So you have hundred and 33 million people with diabetes or, prediabetes. And the 15 companies that are supposed to address them have 2 million, 2 million people. What’s wrong with that picture. Do we need more marketing for that? Is it just marketing? Is that it will marketing take care of it and we’ll just like own more and more of that, of that people or do we need a combination? I think marketing is important. It’s important for creating awareness. It’s important for education, and it’s important for increasing access, but I also think that, science is critically important and You you must remain committed first And foremost in imparting information. That’s scientifically accurate.

And, scientifically correct. And not misleading sorts of population to think their glucose should not be over 110 that’s that’s insane. so how do you do it? It’s hard. I don’t think we’ve nailed it. I think that, it’s almost like a false choice right now. You can either be good at this or good at that, but can you be good at both? And I think over time you can be good at both. I think we each come at it from a different perspective. we have, you know, our strength, what’s rooted in our DNA and then we try to, you know, get better at the other game. So, I do think though that there is so much room for solutions right now, there’s so much, and I do think the power of AI, to really transform health, you don’t need to wear a CGM all year.

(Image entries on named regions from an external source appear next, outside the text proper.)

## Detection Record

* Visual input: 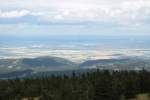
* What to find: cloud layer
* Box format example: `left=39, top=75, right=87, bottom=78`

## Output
left=0, top=0, right=150, bottom=35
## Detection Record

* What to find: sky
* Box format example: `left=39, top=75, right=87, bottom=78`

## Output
left=0, top=0, right=150, bottom=37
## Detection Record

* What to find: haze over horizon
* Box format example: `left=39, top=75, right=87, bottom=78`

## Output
left=0, top=0, right=150, bottom=38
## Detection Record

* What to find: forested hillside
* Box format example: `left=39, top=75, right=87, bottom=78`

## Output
left=0, top=70, right=150, bottom=100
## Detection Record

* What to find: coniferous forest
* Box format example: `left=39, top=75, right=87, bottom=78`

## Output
left=0, top=70, right=150, bottom=100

I think some business models are based on you wearing a. CGM all year long or wearing a CGM for several months. You don’t need to do that. So if we can build a model of you and then you can essentially know, how you, how you react to different things without wearing a CGM, then more people can do this.

More people can afford this CGM don’t cost that much. So we imagine a world where 130 million people would wear a CGM, at least once a. That’s our dream. if everybody with diabetes or prediabetes could throw on a CGM once a year, that’d be amazing. And I think what, we are able to do for consumers with AI, we’re able to enable, mindful shopping at the grocery store, mindful, choosing of, of foods at a restaurant, you know, mindful recipe, picking to cook for your family.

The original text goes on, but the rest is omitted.